Neues Licht für den Rosenweg - Führerschein für Feuerwehr wird bezuschußt

Kommunalpolitik

Künftig mit einem Zehn-Familienhaus bebaut: Der ehemalige Hartlwirt.

Bei seiner Sitzung am 4. April 2012 hat der Lentinger Gemeinderat für die Sanierung des Rosenwegs sowie eines Teils des Steigwegs ein neues Beleuchtungskonzept abgesegnet: Die alten Peitschenlampen sollen durch neue, energiesparende Leuchten mit LED-Technik ersetzt werden. Aus drei Angeboten der E.ON setzte sich diese Variante im Gemeinderat durch.

Statt bisher fünf werden im Rosenweg nun sieben Leuchtstellen für die nächtliche Ausleuchtung der Straße untergebracht - diese sollen auch möglichst an den Grundstücksgrenzen positioniert werden, um bei künftiger Bebauung dieselbe nicht zu stören. Die mit nur 17 Watt an Leistung betriebenen Lampen werden auch im nördlichen Bereich des Steigwegs bis zur Einmündung in den Rosenweg im Zuge der dortigen Straßensanierung installiert werden.

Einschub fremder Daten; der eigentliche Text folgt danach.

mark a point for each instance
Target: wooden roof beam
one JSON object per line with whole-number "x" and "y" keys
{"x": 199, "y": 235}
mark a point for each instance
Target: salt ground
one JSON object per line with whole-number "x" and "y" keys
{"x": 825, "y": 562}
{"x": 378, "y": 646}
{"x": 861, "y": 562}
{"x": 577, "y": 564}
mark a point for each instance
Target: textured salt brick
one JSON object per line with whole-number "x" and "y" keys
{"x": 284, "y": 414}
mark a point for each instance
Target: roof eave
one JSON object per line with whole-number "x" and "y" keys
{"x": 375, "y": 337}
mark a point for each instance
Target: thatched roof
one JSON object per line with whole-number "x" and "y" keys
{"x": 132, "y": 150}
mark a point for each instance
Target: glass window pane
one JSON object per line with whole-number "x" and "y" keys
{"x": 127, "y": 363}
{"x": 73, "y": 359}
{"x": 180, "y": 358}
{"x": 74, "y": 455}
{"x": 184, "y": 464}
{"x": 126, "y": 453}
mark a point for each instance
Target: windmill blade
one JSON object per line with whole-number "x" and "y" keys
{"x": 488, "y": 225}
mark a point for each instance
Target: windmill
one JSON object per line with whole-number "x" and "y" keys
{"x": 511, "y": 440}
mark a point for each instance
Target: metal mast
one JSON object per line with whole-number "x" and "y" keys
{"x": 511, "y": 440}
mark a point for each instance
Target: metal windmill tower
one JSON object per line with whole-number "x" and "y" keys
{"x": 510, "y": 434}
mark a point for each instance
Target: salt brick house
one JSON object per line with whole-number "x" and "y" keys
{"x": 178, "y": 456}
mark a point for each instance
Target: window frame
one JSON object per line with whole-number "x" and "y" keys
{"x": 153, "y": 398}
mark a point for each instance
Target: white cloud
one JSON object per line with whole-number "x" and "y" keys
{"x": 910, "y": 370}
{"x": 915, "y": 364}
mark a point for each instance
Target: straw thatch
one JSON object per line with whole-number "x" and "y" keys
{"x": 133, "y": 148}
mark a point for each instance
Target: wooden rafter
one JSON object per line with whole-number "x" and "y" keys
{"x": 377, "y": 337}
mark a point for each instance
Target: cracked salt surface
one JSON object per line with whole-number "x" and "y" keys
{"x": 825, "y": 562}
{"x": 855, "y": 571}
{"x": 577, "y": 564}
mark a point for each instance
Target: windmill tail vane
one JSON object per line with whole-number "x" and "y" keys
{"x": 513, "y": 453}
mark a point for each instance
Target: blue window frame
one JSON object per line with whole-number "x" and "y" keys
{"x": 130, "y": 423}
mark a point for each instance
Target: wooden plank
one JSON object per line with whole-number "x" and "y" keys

Um Personalengpässen bei der Bedienung der großen Feuerwehrfahrzeuge zu begegnen, bezuschußt die Gemeinde Lenting die Lkw-Führerscheinausbildung für fünf Feuerwehrmänner bzw. -frauen. Derzeit sind sechs aktive Feuerwehrler im Besitz einer Fahrerlaubnis der Führerscheinklasse C; durch die Bundeswehrreform hat der Nachwuchs nicht mehr die Möglichkeit, im Grundwehrdienst die Führerscheinklasse für Lastfahrzeuge zu erwerben.

Die Förderung ist jedoch an Bedingungen geknüpft: Für mindestens sechs Jahre aktiven Dienst müssen sich die Aspiranten, die durch den Kommandanten vorgeschlagen werden, verpflichten. Wird der Feuerwehrdienst vorzeitig beendet, sind die Förderkosten anteilig an die Gemeinde zurück zu erstatten. Der aktive Dienst ist durch Bescheinigungen der Feuerwehrleitung nachzuweisen. Auch die Mithilfe bei der Wartung des technischen Gerätes wird erwartet.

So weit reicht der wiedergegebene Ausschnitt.